I'm currently making a stepper motor conversion for my 4" rotary table and needed to buy a belt and timing pulleys that would fit in the case I drew up in Fusion360. I knew the length I wanted between centers of the motor and worm shaft and chose the pulleys to fit in the case. To ascertain the belt measurement I said 2x(distance between centers) + 1x(circumference of one pulley) I then found a matching belt length available to buy on Ebay.

After machining the case and assembling the parts, I found (albeit a little surprised) that it worked out just right.

Ed.

I have always used a piece of string and a tape measure!

JR,

Being 's advocate here….

I have to repeat that while Neil's formula is perfectly adequate for most practical instances, the formula does not work for all instances.

It is absolutely perfectly accurate for the same sized pulleys, but introduces a minute error as the smaller pulley diameter reduces towards zero and the distance between centres, therefore, tends towards the radius of the larger pulley. (rediculous, I know, but theory is theory and formulae must cope with all scenarios)

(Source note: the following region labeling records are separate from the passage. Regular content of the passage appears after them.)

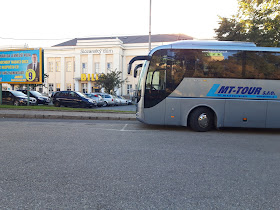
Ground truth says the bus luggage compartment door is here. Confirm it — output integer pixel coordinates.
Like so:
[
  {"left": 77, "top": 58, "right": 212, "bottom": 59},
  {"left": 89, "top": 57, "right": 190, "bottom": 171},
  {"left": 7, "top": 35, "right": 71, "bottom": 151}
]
[{"left": 224, "top": 99, "right": 267, "bottom": 128}]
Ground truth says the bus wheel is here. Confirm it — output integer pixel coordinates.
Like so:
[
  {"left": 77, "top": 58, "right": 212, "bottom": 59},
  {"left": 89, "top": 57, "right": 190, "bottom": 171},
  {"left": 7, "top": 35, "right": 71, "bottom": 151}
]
[{"left": 189, "top": 107, "right": 214, "bottom": 132}]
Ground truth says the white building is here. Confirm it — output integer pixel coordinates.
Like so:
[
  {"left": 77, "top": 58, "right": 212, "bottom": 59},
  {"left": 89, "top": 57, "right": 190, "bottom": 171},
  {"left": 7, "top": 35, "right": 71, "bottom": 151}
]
[{"left": 3, "top": 34, "right": 192, "bottom": 96}]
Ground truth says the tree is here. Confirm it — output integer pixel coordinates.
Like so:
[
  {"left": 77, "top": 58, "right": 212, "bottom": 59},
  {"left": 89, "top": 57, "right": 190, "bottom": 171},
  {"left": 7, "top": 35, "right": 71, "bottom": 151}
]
[
  {"left": 215, "top": 0, "right": 280, "bottom": 47},
  {"left": 96, "top": 71, "right": 126, "bottom": 94}
]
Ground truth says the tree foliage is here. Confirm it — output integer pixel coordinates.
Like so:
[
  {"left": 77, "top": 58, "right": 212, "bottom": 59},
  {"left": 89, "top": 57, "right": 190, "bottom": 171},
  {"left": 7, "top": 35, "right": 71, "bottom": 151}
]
[
  {"left": 215, "top": 0, "right": 280, "bottom": 47},
  {"left": 96, "top": 71, "right": 125, "bottom": 94}
]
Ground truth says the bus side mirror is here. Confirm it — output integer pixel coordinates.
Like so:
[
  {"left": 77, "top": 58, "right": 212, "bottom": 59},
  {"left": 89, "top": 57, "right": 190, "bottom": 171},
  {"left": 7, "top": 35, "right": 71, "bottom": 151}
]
[{"left": 134, "top": 63, "right": 143, "bottom": 78}]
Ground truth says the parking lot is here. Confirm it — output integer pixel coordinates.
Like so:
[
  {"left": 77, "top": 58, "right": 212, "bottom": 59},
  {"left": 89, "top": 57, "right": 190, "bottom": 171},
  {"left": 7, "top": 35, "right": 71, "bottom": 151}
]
[{"left": 0, "top": 118, "right": 280, "bottom": 209}]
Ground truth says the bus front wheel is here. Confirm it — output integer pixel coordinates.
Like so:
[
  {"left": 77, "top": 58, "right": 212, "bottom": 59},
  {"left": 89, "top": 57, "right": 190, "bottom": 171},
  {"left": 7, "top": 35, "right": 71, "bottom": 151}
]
[{"left": 189, "top": 107, "right": 214, "bottom": 132}]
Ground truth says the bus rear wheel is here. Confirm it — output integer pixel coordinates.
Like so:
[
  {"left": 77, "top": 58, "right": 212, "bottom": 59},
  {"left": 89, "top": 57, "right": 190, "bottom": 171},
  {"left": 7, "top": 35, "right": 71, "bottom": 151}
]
[{"left": 189, "top": 107, "right": 214, "bottom": 132}]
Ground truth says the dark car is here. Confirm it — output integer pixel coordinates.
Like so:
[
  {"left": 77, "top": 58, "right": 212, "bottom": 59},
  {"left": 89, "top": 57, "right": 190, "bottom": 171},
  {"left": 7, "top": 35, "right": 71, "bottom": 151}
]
[
  {"left": 18, "top": 90, "right": 51, "bottom": 105},
  {"left": 52, "top": 91, "right": 96, "bottom": 108},
  {"left": 2, "top": 90, "right": 37, "bottom": 106}
]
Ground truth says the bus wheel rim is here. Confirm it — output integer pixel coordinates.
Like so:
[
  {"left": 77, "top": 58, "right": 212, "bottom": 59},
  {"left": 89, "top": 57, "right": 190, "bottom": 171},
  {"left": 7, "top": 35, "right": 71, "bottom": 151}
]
[{"left": 198, "top": 113, "right": 209, "bottom": 128}]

The result should be Pi multiplied by the larger diameter – yes? Unfortunately it is not! Error is negligible in any sensible scenario, but does not provide a perfect exact result as requested by the OP. Therefore the formula is only a (very good) approximation, but not quite perfect.

Try it in the conversion progs. The belt would not quite fit!

The difference between theory and practice, I suppose.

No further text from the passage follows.